Look, in your life there’s so many heart wrenching things you’ll be going through. I guess most of us have this thought when we were young; I want to hurry grow up! However for now, I do not appreciate it at all. People who once loved you, left. You’re lack of another voice of concern. How uneasy can that be? Death is a “Jie Tuo”.

Naturally, don’t be stupid and think of committing suicide so early. Setbacks are just part and parcel of life. Enjoy what you can that is provided here. Just think; nice buffet and delicious food, beautiful scenery which have yet to see!

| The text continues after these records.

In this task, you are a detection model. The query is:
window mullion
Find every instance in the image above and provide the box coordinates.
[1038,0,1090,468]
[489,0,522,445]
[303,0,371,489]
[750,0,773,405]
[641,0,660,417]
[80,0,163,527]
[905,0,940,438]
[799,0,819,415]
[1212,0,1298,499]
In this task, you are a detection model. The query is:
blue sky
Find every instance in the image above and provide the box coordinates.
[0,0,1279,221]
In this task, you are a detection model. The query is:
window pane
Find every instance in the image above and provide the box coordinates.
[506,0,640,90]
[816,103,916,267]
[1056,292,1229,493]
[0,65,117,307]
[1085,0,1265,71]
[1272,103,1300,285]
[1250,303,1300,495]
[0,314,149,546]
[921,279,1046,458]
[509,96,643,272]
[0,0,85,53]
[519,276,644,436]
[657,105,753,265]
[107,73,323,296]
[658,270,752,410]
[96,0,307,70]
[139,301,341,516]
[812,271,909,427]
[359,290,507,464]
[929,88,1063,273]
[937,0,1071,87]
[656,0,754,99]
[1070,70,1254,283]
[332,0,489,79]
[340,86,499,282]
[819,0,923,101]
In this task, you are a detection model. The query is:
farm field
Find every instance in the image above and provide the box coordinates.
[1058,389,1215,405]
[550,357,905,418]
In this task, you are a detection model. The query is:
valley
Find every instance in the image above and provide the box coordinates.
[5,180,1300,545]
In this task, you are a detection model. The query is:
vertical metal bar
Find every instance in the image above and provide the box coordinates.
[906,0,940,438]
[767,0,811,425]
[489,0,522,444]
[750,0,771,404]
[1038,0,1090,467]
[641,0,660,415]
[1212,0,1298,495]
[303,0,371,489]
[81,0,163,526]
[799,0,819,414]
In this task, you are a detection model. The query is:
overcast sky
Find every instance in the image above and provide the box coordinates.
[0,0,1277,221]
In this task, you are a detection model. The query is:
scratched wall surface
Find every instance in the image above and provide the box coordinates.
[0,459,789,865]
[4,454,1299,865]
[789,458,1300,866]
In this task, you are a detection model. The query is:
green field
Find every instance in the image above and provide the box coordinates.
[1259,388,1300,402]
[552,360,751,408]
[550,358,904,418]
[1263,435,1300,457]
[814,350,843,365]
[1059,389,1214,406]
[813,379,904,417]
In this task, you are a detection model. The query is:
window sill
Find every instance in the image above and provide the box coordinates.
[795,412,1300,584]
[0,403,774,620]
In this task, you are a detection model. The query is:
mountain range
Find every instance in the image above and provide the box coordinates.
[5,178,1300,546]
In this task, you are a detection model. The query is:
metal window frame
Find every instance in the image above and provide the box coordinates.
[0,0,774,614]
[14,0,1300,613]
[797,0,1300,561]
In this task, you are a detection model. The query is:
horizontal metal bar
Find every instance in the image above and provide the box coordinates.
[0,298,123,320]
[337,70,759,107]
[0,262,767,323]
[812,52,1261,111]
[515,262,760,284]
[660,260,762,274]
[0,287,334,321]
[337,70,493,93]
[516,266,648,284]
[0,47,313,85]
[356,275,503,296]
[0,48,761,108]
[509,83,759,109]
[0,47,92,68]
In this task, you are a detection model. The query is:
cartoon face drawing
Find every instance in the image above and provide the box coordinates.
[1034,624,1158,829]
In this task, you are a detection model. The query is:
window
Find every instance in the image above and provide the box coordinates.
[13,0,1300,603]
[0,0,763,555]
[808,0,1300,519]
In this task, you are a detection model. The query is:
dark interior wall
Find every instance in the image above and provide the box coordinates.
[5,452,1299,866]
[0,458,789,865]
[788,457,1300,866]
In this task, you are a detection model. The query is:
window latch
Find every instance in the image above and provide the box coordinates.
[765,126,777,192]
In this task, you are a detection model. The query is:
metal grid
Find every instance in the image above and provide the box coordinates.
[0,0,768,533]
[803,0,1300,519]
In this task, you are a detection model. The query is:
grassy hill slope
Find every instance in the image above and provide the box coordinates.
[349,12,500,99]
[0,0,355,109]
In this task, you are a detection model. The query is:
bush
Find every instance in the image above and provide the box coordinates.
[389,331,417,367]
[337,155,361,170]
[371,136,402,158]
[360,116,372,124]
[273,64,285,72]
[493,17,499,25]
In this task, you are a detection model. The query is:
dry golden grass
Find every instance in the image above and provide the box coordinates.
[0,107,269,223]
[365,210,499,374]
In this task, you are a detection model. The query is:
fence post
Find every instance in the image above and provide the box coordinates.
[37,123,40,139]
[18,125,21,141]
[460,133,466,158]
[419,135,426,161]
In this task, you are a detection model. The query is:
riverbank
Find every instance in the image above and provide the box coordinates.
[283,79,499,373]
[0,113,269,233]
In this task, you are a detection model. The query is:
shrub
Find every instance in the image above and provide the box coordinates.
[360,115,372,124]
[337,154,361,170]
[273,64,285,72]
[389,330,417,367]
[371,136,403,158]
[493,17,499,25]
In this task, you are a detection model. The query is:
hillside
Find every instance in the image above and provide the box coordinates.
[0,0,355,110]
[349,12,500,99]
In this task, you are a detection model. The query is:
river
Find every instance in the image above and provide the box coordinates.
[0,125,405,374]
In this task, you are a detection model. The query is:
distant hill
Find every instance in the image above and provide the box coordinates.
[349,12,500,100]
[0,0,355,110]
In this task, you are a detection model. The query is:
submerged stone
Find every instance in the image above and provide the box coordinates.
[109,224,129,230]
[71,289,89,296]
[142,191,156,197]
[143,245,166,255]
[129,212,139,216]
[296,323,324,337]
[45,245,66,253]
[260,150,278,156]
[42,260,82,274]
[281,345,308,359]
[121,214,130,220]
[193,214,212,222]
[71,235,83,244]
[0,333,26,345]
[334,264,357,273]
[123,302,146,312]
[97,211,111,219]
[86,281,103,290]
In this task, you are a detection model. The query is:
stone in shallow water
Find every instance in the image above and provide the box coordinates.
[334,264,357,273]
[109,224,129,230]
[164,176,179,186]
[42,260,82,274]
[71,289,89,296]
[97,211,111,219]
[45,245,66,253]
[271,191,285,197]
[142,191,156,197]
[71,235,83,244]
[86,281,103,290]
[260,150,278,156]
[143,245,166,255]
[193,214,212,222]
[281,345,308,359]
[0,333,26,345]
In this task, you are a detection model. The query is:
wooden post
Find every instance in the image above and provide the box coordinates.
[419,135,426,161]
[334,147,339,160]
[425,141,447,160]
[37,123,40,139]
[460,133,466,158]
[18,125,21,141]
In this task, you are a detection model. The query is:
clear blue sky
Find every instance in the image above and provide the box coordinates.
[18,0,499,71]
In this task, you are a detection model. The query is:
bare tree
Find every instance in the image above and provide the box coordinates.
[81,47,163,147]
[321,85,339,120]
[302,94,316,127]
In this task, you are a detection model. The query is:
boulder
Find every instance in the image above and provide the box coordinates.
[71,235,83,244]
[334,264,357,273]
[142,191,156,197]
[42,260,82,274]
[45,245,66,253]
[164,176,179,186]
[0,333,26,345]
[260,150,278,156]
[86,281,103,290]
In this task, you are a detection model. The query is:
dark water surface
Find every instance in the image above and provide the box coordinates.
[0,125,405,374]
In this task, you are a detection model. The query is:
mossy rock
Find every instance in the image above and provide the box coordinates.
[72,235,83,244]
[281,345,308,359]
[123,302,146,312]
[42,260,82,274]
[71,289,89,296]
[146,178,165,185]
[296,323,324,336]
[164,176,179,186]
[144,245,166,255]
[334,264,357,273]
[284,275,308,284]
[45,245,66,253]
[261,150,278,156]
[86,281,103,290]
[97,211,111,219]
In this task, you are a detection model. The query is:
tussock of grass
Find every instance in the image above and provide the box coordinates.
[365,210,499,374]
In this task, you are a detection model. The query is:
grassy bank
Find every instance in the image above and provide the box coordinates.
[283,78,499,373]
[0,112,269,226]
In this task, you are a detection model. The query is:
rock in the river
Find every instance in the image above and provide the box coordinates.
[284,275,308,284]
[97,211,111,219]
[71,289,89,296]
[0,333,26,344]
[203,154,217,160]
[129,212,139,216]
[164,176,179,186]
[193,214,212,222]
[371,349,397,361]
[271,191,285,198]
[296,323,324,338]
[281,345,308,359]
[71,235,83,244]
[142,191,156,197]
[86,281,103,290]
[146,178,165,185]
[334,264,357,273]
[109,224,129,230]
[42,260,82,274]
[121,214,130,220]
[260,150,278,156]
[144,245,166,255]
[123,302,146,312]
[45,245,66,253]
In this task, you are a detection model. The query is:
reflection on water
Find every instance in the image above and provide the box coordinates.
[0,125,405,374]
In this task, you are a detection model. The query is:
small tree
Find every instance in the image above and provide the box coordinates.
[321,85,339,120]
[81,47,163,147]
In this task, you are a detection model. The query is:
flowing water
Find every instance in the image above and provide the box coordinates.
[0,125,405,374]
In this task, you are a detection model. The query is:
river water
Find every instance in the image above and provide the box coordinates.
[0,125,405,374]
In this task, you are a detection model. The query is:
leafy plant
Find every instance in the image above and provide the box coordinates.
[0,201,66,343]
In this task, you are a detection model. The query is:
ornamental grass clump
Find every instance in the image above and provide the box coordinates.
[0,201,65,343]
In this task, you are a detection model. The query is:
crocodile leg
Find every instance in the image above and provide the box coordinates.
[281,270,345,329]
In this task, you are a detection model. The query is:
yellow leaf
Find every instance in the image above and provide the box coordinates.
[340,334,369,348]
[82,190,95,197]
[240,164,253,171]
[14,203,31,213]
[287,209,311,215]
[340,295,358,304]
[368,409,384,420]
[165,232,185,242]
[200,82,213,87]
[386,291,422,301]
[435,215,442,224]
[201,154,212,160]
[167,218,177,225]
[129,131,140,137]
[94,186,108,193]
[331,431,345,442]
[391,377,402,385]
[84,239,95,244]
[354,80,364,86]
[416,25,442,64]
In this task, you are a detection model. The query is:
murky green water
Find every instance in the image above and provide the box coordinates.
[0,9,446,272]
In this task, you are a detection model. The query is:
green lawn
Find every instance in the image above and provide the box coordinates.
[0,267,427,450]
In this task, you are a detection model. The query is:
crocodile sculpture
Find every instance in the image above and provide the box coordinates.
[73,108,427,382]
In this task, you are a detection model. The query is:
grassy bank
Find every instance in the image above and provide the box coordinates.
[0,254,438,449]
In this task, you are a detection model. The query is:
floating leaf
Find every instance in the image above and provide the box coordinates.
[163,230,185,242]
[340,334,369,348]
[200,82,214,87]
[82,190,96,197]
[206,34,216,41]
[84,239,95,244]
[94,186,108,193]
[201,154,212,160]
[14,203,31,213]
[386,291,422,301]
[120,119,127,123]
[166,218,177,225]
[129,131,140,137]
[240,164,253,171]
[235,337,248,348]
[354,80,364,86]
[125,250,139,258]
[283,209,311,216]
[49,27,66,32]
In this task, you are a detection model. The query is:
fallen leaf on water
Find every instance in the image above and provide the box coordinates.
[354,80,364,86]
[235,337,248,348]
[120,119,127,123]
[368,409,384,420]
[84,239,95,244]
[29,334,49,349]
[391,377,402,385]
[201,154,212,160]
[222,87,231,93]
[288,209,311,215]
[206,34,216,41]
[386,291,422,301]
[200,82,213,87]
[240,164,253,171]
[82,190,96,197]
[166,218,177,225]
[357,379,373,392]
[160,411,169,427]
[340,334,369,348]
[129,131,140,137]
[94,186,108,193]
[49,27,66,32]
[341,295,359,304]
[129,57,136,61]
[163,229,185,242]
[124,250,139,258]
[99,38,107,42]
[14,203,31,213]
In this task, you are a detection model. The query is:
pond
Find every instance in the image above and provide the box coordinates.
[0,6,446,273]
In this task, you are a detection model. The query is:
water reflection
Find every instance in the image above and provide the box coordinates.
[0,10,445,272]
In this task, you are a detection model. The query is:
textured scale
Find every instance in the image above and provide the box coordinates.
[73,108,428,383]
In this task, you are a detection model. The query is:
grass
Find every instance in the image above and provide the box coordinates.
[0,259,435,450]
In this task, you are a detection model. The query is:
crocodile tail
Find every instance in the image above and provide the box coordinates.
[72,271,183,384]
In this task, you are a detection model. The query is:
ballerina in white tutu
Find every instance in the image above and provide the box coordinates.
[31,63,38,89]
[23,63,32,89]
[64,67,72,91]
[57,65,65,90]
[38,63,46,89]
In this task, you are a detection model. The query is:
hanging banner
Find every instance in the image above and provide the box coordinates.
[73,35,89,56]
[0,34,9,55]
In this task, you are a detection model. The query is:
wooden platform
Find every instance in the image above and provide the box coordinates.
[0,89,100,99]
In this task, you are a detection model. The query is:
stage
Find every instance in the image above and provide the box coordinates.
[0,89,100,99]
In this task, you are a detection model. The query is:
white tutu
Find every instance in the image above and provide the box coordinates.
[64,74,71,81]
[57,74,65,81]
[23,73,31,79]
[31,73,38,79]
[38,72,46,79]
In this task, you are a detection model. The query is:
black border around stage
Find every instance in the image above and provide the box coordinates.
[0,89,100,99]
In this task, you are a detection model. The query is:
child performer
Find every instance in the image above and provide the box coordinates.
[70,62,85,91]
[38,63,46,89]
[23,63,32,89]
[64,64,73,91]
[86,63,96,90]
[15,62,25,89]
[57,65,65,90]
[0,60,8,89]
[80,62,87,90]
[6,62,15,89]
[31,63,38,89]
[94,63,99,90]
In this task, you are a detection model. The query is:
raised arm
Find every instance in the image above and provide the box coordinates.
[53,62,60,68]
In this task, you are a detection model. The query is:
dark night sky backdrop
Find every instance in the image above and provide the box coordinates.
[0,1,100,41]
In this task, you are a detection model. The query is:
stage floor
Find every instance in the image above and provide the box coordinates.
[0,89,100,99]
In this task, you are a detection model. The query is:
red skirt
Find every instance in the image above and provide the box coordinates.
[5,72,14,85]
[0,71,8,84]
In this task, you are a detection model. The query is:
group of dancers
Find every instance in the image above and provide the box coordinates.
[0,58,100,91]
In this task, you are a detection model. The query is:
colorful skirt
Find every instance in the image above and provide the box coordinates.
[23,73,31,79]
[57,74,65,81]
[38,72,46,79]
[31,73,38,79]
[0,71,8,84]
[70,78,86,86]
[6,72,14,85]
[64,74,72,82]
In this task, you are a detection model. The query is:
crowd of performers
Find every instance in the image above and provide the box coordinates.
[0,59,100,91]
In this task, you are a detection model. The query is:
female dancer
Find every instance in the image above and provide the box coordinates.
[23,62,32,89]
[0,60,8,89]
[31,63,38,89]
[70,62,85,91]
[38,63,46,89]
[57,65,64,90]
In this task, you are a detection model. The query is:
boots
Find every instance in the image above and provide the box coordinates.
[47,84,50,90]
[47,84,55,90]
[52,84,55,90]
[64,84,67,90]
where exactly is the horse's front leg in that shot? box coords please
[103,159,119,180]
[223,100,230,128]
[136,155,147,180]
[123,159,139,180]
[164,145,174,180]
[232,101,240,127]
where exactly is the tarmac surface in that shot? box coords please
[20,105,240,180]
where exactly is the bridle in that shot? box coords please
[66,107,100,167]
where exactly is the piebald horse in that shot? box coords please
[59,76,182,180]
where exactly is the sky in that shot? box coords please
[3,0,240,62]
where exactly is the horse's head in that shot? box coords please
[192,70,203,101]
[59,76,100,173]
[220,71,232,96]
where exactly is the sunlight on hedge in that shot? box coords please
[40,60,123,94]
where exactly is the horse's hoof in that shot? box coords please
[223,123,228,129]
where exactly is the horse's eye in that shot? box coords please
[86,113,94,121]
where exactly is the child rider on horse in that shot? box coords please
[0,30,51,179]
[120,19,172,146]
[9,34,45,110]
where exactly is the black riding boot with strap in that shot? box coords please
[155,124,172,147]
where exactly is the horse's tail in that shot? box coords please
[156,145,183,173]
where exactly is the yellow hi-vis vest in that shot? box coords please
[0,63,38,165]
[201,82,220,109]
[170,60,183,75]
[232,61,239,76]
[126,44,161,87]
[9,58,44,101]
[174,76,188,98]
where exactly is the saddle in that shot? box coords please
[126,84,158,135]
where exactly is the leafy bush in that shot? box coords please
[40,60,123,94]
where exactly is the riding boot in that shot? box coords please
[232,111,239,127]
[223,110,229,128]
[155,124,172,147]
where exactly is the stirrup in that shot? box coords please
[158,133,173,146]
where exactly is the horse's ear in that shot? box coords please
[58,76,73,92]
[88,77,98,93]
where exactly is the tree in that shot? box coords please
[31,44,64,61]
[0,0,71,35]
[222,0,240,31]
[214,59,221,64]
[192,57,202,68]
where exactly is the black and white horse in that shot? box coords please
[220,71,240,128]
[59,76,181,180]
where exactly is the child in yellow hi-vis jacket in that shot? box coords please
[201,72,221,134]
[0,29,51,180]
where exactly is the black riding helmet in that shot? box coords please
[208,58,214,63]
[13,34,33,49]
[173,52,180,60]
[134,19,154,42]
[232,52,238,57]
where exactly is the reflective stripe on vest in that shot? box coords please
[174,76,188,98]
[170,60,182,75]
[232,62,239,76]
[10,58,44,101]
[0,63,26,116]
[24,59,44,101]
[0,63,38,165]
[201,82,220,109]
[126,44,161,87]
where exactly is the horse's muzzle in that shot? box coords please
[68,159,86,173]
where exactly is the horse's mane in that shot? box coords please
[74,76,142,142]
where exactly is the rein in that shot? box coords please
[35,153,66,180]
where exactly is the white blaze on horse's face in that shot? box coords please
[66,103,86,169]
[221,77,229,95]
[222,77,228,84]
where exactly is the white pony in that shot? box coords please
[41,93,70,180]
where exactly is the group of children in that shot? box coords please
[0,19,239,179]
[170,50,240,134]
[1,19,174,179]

After school, back at home I was chatting with my mother. Halfway through, she said, “that time your grandmother thought that Diana is coming to eat you know, and she specially open the dinning table in the living room, she was anxious.” “I told her next time. But, she really doesn’t have the fate to do so.”

These 2 sentences irk me. I felt my heart being pierced. Sucks! I badly want her back. But, can I? I just hope god would just give us a warning before she left. At least, we could do all the very last things.

Moral of the story, treasure the people around you.

Many things in our life, is not as important compared to family. It should be the first. For those who are Christians, religion first. However, what’s the credibility of every single thing produced out of religion? I am neutral and not biased. I believe every religion has their truth. People just misunderstand it and carry on passing it down. Career-minded ones, how much money can you earn? Bookworms, how much books can you ever finish?

What is our aim by doing all these and neglecting our family members? It’s only once in a life time. God gives you, treasure it. Not him. He’ll be there as long as you have him in the heart. Misused and misunderstand.

Thus, I would want to say; I love my family and every single one of them. I love you too, dearest.